Duapuluhenam

4.1K 374 10
                                    

Hari ini Jaemin pulang dari rumah sakit, keadaannya sudah membaik hanya saja tangannya masih sedikit kebas akibat infus.

"Mau pulang kemana ?" Ini adalah satu pertanyaan yang membuat Haechan bingung sedari tadi.

Ingin sekali pulang ke mansionnya, tapi dimansion itu terlalu banyak luka. Memang ada rasa rindu ingin melihat kamarnya dan kamar anaknya dulu tapi jika diingat itu semua menyakitkan.

Jaemin tahu raut wajah Haechan sudah tidak seceria tadi. Jaemin mencoba mengerti apa yang sedang dialami Haechan. Kegelisahan dan ketidaknyamanan pertanyaan itu jelas terlihat.

"Ke apartemen aja mau ?" Ucap Jaemin yang kini menggenggam tangan s
Istrinya.

"Ke mansion aja" itu keputusan final dari Haechan dia harus memberanikan dirinya melawan sakitnya.

Tapi tidak dengan Jaemin. Ini terlalu berisko untuk keadaan hati istrinya. Dia tidak mau melihat Haechan bersedih. Memang itu istana mereka tapi banyak cacatnya. Tidak ada kenangan yang bisa diingat. Apalagi semasa Haechan hamil.

Hanya luka saja yang Jaemin berikan. Jaemin harus paham cacatnya dimana. Dan dia harus berani membangun kembali istananya.

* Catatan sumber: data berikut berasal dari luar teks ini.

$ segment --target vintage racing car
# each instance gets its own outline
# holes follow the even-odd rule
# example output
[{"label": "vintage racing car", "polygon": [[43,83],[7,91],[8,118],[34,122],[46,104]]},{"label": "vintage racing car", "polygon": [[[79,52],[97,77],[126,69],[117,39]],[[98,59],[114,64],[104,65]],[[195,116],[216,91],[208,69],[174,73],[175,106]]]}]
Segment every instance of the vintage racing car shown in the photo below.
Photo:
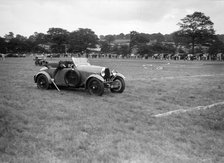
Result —
[{"label": "vintage racing car", "polygon": [[71,61],[48,62],[34,75],[34,82],[40,89],[55,85],[85,88],[90,94],[101,96],[105,88],[113,93],[122,93],[125,89],[125,77],[110,71],[108,67],[91,65],[87,58],[72,58]]}]

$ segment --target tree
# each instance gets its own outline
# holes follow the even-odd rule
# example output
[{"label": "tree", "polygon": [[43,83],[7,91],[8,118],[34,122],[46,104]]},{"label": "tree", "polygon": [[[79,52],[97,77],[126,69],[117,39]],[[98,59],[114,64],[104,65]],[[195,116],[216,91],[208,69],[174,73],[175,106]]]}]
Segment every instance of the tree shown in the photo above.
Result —
[{"label": "tree", "polygon": [[187,15],[178,23],[181,35],[191,38],[193,54],[196,43],[206,42],[214,35],[213,24],[210,17],[205,16],[201,12],[194,12],[192,15]]},{"label": "tree", "polygon": [[70,52],[83,52],[88,47],[95,48],[98,43],[97,35],[88,28],[79,28],[69,35],[69,51]]},{"label": "tree", "polygon": [[69,32],[62,28],[49,28],[47,33],[48,39],[52,43],[52,52],[64,53],[68,43]]}]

Yang disemogakan akan benar dan sempurna tidak cacat.

Ada raut ragu saat Haechan akan menjawab, "kenapa ke apartemen ? Kan ada mansion".

Jaemin memegang pundak istrinya, satu tangannya memegang pipi dan mengelusnya dengan ibu jari.

"Istana kita memang masih berdiri tapi dia sudah cacat. Ada kenangan dan ada kesedihan tapi banyak sedihnya. Iya saya tahu disana ada kenangan kamu bersama adek tapi gak bersama saya".

Haechan menatap lekat lelakinya. Ada rasa lega saat Jaemin paham tidak nyamannya dia jika harus kembali ke mansion mereka.

"Barang adek udah dipindahin ke apartemen satu ruangan khusus untuk barang adek, jadi kamu bisa nikmatin rindu kamu sama adek disana".

Jaemin memeluk Haechan. Mengusapnya dengan lembut membisikan kata tenang. Jaemin paham jika butuh waktu untuk menyakinkan segalanya. Apalagi jika berhubungan dengan rumah tangganya.

Ingatkan Jaemin bahwa kini yang sedang berusaha untuk memperbaiki ada Jaemin. "Iya mau" jawaban lirih dari Haechan.

"Yaudah yuk" kini tangan mereka saling bertaut. Berjalan bersama menelusuri lorong rumah sakit. Tidak ada yang mau berharap untuk kembali ke rumah sakit.

Jarak mansion dan apartemen yang baru memang cukup jauh tapi masih tetep berada ditengah pusat kota. Dengan pemandangan yang sangat indah. Dapat melihat hiruk pikuknya kota itu dengan segudang kesibukan.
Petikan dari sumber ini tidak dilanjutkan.